"Onu, sarsılan bir kapı gıcırtısıyla bekliyor kalbim," dedi.

Bu sözüyle onu nasıl beklediğini okuyordum, gözlerinin çukurlarındaki o dert halkalarında beliren gölgelerden. Kendisine aşkı biçmişti. Bu yüzden duygularını örmeyi öğrenmişti çoktan. Biliyordu kalbin de kışı olduğunu ve gönlün de patiğe ihtiyaç duyduğunu. Birbirlerine bakarlarken birbirlerinde kaybolanlardan değil de birbirlerini, birbirlerine bakarak bulan iki insan kaçkını, iki sevdalıyı anlatıyordu yan yana duran elleri.

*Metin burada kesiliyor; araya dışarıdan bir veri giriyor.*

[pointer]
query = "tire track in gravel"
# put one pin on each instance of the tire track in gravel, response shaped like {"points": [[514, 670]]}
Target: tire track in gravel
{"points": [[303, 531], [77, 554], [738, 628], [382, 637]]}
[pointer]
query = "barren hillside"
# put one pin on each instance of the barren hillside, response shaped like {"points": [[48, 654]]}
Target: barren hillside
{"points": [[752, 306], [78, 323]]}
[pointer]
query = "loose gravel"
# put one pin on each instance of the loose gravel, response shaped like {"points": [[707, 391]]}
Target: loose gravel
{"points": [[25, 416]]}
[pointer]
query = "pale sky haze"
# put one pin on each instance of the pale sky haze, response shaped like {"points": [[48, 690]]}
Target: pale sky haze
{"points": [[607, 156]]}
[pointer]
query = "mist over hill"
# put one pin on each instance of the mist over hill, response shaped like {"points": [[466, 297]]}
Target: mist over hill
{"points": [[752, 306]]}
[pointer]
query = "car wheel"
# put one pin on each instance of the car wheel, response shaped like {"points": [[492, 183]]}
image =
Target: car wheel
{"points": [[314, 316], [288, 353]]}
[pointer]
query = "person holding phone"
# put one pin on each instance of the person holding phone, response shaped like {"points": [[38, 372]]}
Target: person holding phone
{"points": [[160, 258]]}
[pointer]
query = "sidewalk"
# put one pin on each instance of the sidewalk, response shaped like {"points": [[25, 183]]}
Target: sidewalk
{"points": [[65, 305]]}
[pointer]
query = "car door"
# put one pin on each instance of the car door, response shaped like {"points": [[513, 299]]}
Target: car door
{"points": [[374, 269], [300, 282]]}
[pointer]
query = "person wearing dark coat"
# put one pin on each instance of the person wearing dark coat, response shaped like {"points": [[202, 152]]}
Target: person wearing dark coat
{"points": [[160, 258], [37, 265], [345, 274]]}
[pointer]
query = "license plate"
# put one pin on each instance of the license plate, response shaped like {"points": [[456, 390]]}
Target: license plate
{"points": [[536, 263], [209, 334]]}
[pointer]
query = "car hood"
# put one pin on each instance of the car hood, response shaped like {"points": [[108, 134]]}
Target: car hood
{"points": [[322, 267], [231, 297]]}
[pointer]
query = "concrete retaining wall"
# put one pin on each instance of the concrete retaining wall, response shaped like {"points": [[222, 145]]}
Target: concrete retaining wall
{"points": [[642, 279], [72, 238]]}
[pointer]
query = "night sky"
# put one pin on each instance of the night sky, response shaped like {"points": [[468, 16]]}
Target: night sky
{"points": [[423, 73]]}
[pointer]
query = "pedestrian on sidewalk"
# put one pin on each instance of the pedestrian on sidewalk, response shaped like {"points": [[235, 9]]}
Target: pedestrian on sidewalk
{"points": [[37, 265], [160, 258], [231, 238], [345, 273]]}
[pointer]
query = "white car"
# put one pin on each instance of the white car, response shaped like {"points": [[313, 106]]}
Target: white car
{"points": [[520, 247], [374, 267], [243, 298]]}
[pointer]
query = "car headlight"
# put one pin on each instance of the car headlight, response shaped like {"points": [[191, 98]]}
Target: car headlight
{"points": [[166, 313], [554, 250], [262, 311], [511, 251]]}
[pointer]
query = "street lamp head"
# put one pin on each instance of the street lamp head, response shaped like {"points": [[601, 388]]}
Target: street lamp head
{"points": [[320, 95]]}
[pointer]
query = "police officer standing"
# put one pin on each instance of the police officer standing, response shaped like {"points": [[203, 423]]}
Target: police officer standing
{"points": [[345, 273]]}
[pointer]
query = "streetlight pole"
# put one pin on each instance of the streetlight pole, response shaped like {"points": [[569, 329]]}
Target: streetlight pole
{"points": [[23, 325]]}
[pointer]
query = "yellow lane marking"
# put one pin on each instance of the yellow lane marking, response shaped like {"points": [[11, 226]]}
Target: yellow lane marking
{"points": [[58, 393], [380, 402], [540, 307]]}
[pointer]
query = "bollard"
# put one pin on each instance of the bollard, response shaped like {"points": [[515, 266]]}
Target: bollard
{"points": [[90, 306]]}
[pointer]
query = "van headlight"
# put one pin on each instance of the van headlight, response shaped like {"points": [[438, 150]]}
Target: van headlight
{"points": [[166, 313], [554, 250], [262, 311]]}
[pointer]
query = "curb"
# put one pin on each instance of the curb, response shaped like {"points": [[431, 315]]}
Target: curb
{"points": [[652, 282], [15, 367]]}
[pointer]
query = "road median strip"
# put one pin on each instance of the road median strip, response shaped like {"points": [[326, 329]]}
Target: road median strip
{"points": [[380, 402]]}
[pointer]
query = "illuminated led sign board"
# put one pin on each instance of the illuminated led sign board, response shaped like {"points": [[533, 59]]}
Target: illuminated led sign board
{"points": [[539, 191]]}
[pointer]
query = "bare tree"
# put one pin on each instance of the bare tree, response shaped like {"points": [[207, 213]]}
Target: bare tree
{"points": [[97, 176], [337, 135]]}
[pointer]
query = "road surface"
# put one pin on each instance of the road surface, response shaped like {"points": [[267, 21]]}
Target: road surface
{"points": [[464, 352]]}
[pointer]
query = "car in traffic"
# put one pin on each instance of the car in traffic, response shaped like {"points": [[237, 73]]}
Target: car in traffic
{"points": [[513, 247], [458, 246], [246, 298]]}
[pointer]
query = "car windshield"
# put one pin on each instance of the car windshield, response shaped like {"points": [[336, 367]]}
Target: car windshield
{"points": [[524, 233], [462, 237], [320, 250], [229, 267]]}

Yürüyen bir güneşti, kalbime usul bir serinlik veren. Güldüğünde nice viranesini eritiyordu gönlümün.Yüzüme sürdüğüm dua kadar sıcaktı sesinin duyuluşu. O, akşamüstü telaşıyla gözlerini koşuştururken içimdeki bebeğin emeklemesi gitgide hızlanıyordu. O, telaş aralarında ne zaman gözlerini bana çevirse içimdeki bebeği kucağına alıyordu, yüzünde hilal çukurları şeklinde beliren tebessümleri. Tülbendinde gül nakışları, yakasının sağında ve solunda dantelden iki yavru fil bulunuyordu. Hep hoşça kal der gibiydi omuzlarının duruşu, kirpikleri umuda batırılıp çıkarılmış oklardı; kalbime her defasında saplanıp duran. Puslu bir umutla dolan yüreğim, sonra "Kaç buradan!" diyen aklımın tüm tacizatına rağmen yanında bunları düşünmüştüm. Bir insanı güzel düşünmek elbette ki değerliydi. Sevmeyi, dünya sanrısıyla asla karıştırmadım. Bundan ise hep uzak durdum dünyadan. Ben, son defa derin bir bakışa verirken tüm kalbimin ağırlığını, "İşte," dedi, "ben, onun masumiyetini gönlümün müzesinde hep sergiliyorum. Bu yüzden bekleyeceğim onu," dedi. Sonrasında titreyen elleriyle, titreyen ellerimi tutarak utançtan volkanlar kızıllaşırken yanak uçlarımda, o rüzgâr kadar taze sesiyle bana, "Beklediğim sensin," dedi.